Lake Harris is aligned in a north-easterly direction with an overall length of about 20 mi and a maximum width of about 10 mi. It extent includes “a number of Islands” described as being formed from “Quaternary deposits with extensive sand cover”. Its bed consists of “gypsiferous muds, clays and silts with some gypsum crystals” topped with a salt crust of thickness in the range of 30 mm to 75 mm, although parts of the lake have a surface with “no identifiable salt crust”. The lake bed contains a dune field of gypsum sands which vegetated with both “low samphire shrubland and tall shrubland with a chenopod shrub understorey”.

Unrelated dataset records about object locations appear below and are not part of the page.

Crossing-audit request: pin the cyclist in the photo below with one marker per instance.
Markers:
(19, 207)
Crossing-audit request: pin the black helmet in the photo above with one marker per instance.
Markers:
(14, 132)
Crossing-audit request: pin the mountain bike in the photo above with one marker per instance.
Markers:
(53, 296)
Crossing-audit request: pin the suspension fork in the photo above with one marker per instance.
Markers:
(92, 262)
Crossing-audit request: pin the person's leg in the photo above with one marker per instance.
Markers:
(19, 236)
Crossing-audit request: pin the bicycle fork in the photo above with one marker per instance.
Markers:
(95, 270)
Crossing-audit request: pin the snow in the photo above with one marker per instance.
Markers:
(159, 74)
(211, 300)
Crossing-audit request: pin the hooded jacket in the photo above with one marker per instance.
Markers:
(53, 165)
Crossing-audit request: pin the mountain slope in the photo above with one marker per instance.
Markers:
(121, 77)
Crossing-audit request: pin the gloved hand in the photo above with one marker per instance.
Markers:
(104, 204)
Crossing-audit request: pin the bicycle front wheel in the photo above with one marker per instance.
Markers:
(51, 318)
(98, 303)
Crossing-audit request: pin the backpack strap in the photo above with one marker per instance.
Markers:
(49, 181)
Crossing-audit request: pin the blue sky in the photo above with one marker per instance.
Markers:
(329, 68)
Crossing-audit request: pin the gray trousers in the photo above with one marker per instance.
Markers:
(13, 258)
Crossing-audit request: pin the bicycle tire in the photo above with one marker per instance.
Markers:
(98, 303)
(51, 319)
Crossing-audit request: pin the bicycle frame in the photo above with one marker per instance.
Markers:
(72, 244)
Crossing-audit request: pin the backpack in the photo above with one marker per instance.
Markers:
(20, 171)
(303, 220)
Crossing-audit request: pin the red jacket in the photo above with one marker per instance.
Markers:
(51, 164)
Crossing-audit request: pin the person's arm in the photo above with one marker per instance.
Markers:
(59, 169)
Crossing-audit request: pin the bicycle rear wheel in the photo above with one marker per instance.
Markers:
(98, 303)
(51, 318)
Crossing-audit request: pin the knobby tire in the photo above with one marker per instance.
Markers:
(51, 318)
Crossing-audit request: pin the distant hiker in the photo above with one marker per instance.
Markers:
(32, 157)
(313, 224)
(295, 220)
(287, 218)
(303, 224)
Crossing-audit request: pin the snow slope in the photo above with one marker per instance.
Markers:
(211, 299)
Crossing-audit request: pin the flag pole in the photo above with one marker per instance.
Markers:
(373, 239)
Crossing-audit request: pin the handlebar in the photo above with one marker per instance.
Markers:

Lake Harris along with the nearby lakes of Everard and Gairdner, form the extent of the protected area known as the Lake Gairdner National Park.

==See also==

- Harris Lake (disambiguation)
- List of lakes of Australia

==Citations and references==
- Citations

- References
- South Australia. Department for Environment and Heritage. "Lake Gairdner National Park management plan"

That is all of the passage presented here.